A image acquired by the Sentinel 3 spacecraft shows thick smoke over Siberia in brown and yellow tones. (Credit: Directorate-General for Defence Industry and Space, EU Commission)

In the false-color image above, captured by the Sentinel 3 satellite on August 29th, thick smoke from multiple wildfires is seen blanketing an estimated 40,000 square miles. Imagine the entire state of Ohio covered in thick smoke — that’s the extent of territory that we’re talking about here.

With the change of the seasons coming up, temperatures should moderate in Siberia. We can only hope that wildfire activity will taper off too.

Meanwhile, fire season in California typically kicks into high gear in August, and continues into November. But as we’ve seen this year, and previous ones as well, wildfire season is starting earlier and lasting longer, almost to the point that it is no longer accurate to say that there is a “season.”

Wildfires are of course a natural part of the landscape in California and across the U.S. West. But climate change is bringing warmer spring and summer temperatures. It’s also reducing snowpack in the mountains and causing it to melt out much more quickly than in the past.

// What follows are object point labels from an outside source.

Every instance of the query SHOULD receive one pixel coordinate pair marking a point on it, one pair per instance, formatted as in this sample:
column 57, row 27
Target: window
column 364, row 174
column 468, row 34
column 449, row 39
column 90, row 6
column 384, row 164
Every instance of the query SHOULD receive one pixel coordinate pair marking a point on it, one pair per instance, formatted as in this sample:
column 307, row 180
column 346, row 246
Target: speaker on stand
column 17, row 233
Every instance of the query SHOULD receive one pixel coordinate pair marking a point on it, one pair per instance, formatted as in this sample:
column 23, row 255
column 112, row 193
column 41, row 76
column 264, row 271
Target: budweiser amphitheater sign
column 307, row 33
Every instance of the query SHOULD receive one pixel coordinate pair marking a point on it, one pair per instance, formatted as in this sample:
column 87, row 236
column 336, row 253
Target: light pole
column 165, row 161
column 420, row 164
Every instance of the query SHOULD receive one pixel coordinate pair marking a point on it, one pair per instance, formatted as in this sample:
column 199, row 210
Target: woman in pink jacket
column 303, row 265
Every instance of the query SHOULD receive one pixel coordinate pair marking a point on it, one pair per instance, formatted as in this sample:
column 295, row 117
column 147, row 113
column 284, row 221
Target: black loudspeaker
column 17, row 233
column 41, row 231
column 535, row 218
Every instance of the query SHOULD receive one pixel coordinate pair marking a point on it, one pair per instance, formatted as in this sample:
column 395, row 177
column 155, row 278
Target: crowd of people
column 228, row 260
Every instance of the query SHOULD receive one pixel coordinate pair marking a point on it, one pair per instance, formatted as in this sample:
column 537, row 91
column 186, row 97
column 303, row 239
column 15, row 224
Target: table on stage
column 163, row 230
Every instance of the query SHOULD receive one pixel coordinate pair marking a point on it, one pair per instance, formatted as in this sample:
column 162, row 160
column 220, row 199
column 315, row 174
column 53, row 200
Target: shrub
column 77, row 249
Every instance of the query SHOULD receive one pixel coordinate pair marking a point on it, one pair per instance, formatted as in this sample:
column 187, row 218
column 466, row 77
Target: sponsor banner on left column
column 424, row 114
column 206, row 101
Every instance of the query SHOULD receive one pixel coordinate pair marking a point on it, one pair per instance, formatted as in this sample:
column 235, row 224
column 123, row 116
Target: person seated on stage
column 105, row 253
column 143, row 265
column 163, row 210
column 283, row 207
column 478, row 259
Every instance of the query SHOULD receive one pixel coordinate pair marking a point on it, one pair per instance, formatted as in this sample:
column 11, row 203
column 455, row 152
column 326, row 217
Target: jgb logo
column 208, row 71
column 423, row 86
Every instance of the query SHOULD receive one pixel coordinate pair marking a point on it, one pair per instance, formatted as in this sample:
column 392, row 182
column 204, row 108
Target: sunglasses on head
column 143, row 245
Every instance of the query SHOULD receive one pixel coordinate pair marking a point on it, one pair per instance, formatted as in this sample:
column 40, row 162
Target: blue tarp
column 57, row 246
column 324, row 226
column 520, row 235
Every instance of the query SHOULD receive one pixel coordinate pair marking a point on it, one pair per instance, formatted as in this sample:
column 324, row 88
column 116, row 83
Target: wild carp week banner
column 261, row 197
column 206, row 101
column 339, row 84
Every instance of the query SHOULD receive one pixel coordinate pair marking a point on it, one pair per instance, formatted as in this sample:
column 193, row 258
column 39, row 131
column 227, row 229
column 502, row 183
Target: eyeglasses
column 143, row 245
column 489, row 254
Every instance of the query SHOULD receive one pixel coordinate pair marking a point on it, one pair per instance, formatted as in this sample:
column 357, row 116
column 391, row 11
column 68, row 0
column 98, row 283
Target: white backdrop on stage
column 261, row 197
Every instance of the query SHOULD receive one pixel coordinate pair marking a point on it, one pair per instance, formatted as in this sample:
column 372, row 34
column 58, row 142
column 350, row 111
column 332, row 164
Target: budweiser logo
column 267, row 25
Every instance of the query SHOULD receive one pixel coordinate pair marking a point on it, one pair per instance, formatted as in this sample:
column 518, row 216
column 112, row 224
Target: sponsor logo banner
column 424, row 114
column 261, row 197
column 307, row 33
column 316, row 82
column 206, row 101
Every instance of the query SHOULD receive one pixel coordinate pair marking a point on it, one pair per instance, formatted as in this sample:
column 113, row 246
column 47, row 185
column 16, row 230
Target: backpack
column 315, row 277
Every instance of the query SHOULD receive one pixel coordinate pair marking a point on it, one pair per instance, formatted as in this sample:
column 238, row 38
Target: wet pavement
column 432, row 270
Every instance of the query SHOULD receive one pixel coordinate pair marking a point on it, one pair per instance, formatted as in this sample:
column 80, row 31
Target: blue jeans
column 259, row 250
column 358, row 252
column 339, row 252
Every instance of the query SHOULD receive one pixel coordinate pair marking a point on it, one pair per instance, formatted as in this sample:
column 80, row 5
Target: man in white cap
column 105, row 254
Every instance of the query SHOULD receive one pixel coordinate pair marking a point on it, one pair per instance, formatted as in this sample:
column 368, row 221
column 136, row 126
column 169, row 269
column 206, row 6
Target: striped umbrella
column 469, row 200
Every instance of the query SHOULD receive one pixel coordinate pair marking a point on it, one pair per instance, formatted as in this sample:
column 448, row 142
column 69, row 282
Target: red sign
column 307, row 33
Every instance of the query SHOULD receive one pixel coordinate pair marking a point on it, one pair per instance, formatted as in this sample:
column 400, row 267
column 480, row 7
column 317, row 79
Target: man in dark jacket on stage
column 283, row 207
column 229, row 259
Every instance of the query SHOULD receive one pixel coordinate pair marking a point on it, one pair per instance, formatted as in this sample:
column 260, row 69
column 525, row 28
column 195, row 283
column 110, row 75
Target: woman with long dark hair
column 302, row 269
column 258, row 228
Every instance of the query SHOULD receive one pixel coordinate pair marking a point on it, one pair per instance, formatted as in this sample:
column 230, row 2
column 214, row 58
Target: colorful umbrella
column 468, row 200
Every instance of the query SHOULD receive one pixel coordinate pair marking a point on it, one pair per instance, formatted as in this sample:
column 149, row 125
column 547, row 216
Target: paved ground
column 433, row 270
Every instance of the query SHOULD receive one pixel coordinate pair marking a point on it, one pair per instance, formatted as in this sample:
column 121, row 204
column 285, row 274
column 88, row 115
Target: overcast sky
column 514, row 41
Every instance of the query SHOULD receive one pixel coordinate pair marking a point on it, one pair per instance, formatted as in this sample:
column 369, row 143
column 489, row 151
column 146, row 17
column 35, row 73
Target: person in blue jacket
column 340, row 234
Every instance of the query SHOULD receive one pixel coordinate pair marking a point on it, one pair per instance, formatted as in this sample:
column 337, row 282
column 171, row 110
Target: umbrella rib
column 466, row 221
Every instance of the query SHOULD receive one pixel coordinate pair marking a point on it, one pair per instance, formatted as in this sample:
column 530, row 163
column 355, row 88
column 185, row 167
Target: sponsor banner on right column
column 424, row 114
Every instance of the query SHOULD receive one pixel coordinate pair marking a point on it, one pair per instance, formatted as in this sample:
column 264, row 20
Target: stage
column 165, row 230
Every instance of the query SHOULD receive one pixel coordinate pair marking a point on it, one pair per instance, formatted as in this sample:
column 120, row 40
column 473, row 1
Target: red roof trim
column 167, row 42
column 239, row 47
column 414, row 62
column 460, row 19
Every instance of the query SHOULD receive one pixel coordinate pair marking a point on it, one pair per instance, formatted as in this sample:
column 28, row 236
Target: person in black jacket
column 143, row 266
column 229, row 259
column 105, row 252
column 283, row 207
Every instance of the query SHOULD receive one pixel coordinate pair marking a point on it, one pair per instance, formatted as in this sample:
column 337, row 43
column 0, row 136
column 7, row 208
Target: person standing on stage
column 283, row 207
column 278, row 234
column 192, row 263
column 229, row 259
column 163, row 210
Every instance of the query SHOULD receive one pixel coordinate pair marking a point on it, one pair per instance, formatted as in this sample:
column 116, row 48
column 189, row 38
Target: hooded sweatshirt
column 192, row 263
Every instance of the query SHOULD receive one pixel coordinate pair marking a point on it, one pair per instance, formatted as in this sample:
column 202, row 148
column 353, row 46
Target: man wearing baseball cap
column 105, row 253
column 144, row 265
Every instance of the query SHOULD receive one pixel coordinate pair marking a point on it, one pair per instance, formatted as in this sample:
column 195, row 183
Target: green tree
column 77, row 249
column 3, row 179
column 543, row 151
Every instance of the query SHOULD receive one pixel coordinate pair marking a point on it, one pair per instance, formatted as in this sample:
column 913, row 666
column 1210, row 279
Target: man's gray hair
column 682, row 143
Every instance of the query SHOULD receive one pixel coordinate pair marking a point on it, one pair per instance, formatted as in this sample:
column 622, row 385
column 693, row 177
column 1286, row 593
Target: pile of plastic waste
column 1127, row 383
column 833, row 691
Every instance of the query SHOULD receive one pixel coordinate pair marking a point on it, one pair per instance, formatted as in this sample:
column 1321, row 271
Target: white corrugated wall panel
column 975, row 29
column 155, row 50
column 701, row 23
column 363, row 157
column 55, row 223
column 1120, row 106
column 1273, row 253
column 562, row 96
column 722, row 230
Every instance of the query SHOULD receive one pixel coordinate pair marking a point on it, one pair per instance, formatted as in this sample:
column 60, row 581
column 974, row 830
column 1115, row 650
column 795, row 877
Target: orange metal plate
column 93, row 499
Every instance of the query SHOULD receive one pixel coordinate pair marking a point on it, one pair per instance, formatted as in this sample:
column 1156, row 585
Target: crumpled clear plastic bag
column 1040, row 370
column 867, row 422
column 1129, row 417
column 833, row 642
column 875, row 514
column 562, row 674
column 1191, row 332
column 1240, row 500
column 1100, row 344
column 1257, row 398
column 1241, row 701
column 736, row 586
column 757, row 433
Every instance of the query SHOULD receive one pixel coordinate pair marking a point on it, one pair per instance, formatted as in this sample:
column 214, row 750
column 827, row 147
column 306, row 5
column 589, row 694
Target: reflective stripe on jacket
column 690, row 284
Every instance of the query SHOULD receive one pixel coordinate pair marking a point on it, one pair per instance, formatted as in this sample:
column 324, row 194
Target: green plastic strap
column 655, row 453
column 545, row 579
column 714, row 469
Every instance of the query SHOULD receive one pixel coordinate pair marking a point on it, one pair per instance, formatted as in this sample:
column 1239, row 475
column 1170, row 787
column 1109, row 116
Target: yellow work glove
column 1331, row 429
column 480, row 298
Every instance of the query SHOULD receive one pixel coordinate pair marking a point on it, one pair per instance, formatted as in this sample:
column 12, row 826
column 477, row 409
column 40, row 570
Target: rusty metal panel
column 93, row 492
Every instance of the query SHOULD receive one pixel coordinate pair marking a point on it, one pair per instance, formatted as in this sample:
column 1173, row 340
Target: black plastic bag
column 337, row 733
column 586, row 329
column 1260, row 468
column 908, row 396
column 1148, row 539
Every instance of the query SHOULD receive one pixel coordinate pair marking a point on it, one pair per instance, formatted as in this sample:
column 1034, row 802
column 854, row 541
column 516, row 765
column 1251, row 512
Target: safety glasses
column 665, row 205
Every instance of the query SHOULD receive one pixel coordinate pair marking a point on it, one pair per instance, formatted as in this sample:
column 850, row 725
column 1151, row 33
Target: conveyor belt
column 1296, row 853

This is leading to longer and more intense dry seasons that suck moisture out the soils and dry out vegetation, leaving it prone to burning.

According to Calfire, a website published by the California Department of Forestry and Fire Protection, “The length of fire season is estimated to have increased by 75 days across the Sierras and seems to correspond with an increase in the extent of forest fires across the state.”

Given all of that, I suspect we’ll be seeing a lot more wildfire smoke yet to come this year.